The intervention brought an immediate capitulation from the organisers. In a statement the festival said it accepted that Loach spoke “on behalf of the film community, therefore we will be returning the funding issued by the Israeli Embassy”.
Sir Jeremy said that he was disgusted both by Loach’s actions and by the capitulation of the festival organisers. “Ken Loach has always been critical of censorship of his own work, albeit it was many years in the past. The idea that he should lend himself to the denial of a film-maker’s right to show her work is absolutely appalling,” he said. He was “equally horrified” that festival organisers should accept that Loach was speaking on behalf of all British film-makers.

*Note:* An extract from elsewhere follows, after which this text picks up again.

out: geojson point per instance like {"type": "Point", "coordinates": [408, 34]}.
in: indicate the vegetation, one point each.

Sir Jeremy worked closely with Loach in the 1980s when, as chief executive of Channel Four, he commissioned a number of controversial documentaries from him. One, A Question of Leadership, was made in 1981 but never broadcast, leading to accusations of political censorship from Loach. The irony of the director’s present position was all the more obvious, given the spirit of the Edinburgh festival, Sir Jeremy said. “It must be good for cinemagoers at an international film festival to see films by Jews, Arabs, Israelis and Palestinians, to the benefit of all,” he said. “I have admired the Edinburgh International Film Festival for many years and would like to think that this appalling decision will be rescinded.”
Loach’s acclaimed new film Looking for Eric has made him the toast of the Cannes Film Festival. It is, uncharacteristically, a comedy, although its lead character is an authentic Loach creation — a Mancunian postman who goes off in search of his idol, the footballer Eric Cantona.
Ezer’s film makes no reference to war or politics. It is a romance set in a sex-therapy clinic. It won the audience award at an international women’s film festival in Israel recently.
Lord Janner of Braunstone, a Labour peer and former chairman of the Board of Deputies of British Jews, said that he was disappointed by the festival’s decision. “By banning the Israeli Embassy from supporting a film-maker the festival is helping to exclude Israelis from British cultural life, something that is clearly unfair.”
Last night a spokesman for the EIFF said that although it had returned £300 to the Israeli Embassy, the festival itself would fund Ms Shalom-Ezer’s travel to Edinburgh out of its own budget.